Olga Viglieca / El Argentino

Hasta el siglo X, la Iglesia admitía el divorcio y necesitó cinco siglos para restringirlo. De la procreación, en Trento, nada.

La Cámara alta debe modificar el proyecto de ley aprobado por Diputados sobre el casamiento entre personas del mismo sexo.” La frase, rotunda, corresponde al editorial del diario La Nación, aparecido a escasos tres días de que el obispo de La Plata, Héctor Aguer, en nombre de la Iglesia toda, reclamara lo mismo.

En un tono admonitorio pero que se intenta políticamente correcto, el editorialista, por si las moscas, no se opone a que los legisladores busquen “una normativa específica para las uniones homosexuales que les sea propia”, e incluso contemple sus derechos civiles y previsionales, si acaso “se entiende justo”. ¡Pero esto no significa que se deba “vaciar de contenido una institución milenaria”!, arguye.

Siguiendo esa línea tan progresista de pensamiento, tampoco se debería haber derrocado al zarismo –una institución que superaba el milenio–, ni abolido la esclavitud –varias veces milenaria– y habría que despenalizar el asesinato de la esposa o los hijos, práctica que Dios demandó a Abraham y fue perfectamente legítima en la familia patriarcal del derecho romano.

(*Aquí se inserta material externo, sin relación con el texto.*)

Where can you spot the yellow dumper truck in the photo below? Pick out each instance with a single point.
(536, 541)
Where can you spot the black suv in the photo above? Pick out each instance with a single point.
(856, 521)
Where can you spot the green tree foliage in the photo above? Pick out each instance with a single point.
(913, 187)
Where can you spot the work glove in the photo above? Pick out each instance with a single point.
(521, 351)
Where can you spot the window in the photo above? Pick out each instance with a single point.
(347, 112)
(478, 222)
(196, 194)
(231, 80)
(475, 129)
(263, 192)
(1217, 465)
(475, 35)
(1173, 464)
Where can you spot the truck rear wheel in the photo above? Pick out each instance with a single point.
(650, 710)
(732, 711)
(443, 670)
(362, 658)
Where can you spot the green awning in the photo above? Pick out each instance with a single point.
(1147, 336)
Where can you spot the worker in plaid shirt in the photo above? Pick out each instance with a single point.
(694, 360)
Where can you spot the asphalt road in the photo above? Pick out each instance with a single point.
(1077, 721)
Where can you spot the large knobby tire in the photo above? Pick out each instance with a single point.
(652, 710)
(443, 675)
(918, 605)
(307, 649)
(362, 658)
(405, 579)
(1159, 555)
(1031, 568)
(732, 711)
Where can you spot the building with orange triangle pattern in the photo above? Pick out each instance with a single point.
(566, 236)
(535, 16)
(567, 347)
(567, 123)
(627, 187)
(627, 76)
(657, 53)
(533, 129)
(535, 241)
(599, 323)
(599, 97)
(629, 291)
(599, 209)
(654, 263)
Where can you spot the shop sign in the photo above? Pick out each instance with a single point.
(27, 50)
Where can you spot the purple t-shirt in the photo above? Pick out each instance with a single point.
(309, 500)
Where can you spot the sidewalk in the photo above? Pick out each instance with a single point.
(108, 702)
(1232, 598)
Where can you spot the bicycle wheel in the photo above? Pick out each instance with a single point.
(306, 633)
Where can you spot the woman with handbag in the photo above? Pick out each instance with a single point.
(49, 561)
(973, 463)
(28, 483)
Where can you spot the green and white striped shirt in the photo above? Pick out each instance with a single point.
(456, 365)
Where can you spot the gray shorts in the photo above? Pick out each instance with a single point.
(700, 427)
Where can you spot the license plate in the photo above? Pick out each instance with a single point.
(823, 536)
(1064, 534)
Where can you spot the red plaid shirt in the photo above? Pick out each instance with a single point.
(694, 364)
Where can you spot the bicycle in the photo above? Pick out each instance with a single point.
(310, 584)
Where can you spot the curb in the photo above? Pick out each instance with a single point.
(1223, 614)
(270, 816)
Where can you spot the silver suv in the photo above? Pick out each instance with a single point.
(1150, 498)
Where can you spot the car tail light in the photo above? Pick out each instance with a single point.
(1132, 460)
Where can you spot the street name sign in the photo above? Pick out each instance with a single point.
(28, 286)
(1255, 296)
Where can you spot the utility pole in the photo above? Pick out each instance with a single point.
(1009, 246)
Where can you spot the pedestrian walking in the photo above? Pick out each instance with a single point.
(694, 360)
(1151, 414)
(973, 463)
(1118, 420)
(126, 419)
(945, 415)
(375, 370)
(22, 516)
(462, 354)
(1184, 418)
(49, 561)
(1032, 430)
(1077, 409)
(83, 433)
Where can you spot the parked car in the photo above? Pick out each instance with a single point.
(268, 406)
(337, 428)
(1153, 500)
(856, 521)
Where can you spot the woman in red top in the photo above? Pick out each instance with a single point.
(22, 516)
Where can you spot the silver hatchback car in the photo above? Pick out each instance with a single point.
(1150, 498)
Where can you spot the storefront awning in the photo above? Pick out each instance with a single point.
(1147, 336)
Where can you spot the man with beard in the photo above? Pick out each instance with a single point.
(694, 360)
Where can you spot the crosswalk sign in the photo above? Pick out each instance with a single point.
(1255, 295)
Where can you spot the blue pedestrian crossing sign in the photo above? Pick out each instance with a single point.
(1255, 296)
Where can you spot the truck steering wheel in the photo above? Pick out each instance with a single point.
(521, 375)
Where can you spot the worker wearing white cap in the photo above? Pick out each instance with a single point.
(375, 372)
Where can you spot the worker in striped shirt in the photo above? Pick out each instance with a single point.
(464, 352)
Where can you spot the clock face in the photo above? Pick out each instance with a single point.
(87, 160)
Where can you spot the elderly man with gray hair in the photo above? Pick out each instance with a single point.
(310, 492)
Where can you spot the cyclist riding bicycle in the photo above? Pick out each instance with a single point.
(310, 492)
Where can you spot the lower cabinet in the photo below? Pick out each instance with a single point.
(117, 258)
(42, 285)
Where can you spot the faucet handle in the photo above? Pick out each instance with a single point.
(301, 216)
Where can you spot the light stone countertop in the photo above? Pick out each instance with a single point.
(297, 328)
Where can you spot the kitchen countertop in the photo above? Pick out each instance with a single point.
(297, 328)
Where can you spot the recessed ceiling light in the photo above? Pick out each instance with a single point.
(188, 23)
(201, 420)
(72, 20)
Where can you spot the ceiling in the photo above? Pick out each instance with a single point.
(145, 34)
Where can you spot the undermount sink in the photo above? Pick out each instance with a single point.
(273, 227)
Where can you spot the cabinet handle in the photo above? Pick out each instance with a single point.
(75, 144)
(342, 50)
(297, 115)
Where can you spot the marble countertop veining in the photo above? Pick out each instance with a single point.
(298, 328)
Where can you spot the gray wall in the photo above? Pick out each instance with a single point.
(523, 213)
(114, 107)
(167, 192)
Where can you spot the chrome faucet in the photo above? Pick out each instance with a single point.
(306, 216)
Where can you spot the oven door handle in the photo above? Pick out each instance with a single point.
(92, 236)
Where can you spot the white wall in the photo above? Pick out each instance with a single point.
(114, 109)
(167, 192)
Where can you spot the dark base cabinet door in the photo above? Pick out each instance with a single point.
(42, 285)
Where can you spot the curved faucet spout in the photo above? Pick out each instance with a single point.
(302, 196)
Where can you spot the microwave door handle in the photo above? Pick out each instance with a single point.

El riesgo es mezclar peras con manzanas porque, hace un milenio, el matrimonio civil –que es lo que está en debate– directamente no existía. Las gentes comunes de Europa vivían en alegre –o desgraciada– coyunda y el casamiento, religioso, era una práctica contractual de la monarquía y la nobleza. Si nos descentramos del eurocentrismo, veremos que en muchas culturas regía (y aún rige) el levirato, que obliga al cuñado a desposar a la viuda de su hermano; en otras se casaba (y se casa) a criaturas de 6 años con nonagenarios (India y Pakistán). Y algunos degenerados fueron (y son) poligámicos.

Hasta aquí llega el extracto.